Saat membaca Facebook hampir delapan puluh persen isinya adalah caci maki, kebencian, permusuhan, kemarahan, penghinaan kepada pemimpin negara dan agama. Pikiran negatif memenuhi halaman Facebook. Topiknya tak jauh dari masalah politik. Konten Facebook berasal dari komentar pendukung fanatik. Masing masing pendukung merasa panutannya paling baik dan benar serta hebat. Dua kubu saling menjelekkan dan menjatuhkan. Gara-gara beda pendapat di dunia maya, ujung ujungnya persahabatan pun jadi renggang di dunia nyata.
Saya menganggap konten tersebut adalah sampah informasi (residu sosial media). Sampah informasi tak nyaman untuk direspon. Efek yang ditimbulkan berdampak negatif.
Informasi yang kita kumpulkan secara terus menerus akan tersimpan di pikiran bawah sadar. Informasi negatif yang ditimbun dapat menimbulkan reaksi pada tubuh berupa stres, marah, datak jantung meningkat, tekanan darah tinggi.
Data menunjukkan. Jumlah Pengguna aktif Sosmed di Indonesia adalah 130 juta. Peringkat Nomor 4 pemakai Facebook di Dunia. Pengguna Instagram peringkat nomor 3 dunia. Dari data We Are Social – Hoot Suite – Januari 2018. Bahkan Jakarta pernah jadi kota terbrisik (Twitter ) di tahun 2012. Sayang kuantitas pemakai tidak diikuti kualitas konten.
Meski bulan ramadhan, isi sosial media masih berputar pada residu, sampah, kebencian, caci maki, bahasa kasar. Inilah potret Bangsa.
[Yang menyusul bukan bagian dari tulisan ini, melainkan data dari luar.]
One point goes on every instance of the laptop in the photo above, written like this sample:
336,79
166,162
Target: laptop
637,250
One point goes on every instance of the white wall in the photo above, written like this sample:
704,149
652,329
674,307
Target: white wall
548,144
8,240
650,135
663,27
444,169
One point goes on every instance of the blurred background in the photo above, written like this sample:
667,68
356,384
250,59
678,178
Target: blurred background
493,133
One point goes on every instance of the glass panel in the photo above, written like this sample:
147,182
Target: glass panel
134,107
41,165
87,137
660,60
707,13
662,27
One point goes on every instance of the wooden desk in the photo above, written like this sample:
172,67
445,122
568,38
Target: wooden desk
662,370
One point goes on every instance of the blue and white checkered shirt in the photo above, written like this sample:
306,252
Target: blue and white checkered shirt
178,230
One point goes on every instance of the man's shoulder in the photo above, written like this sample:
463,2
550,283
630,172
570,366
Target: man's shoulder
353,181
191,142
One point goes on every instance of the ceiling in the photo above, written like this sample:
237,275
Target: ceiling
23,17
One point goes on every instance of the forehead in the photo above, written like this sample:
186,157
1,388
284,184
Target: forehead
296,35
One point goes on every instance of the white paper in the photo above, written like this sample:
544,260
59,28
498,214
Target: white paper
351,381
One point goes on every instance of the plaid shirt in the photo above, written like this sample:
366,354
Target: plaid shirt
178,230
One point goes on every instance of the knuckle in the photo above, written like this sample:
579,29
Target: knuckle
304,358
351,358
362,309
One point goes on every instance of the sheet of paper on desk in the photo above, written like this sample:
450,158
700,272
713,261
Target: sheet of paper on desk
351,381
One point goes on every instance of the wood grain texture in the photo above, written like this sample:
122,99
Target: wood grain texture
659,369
Tingginya respon kecewa dan kemarahan terhadap pemerintah menunjukkan adanya ketidakpercayaan terhadap pemerintah. Modal untuk menggerakkan rakyat jadi hilang. Tidak adanya integritas pemerintah di mata rakyat maka kepemimpinan Kepala Negara menjadi taruhan. Hilang kepercayaan rakyat terhadap pemerintah maka hilang lah pengaruh pemimpin negara.
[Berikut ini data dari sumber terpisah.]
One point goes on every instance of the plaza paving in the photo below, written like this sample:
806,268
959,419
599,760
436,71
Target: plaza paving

Perlu tindakan cerdas agar segera menemukan pola efektif untuk mendidik pengguna sosial media menjadi warga yang sehat dalam membuat status. Tidak lagi menggunggah status atau upload film yang berisi caci maki, kemarahan, merendahkan, menghina kepala negara, menghina agama.
Semoga solusi segera terwujud. Save NKRI.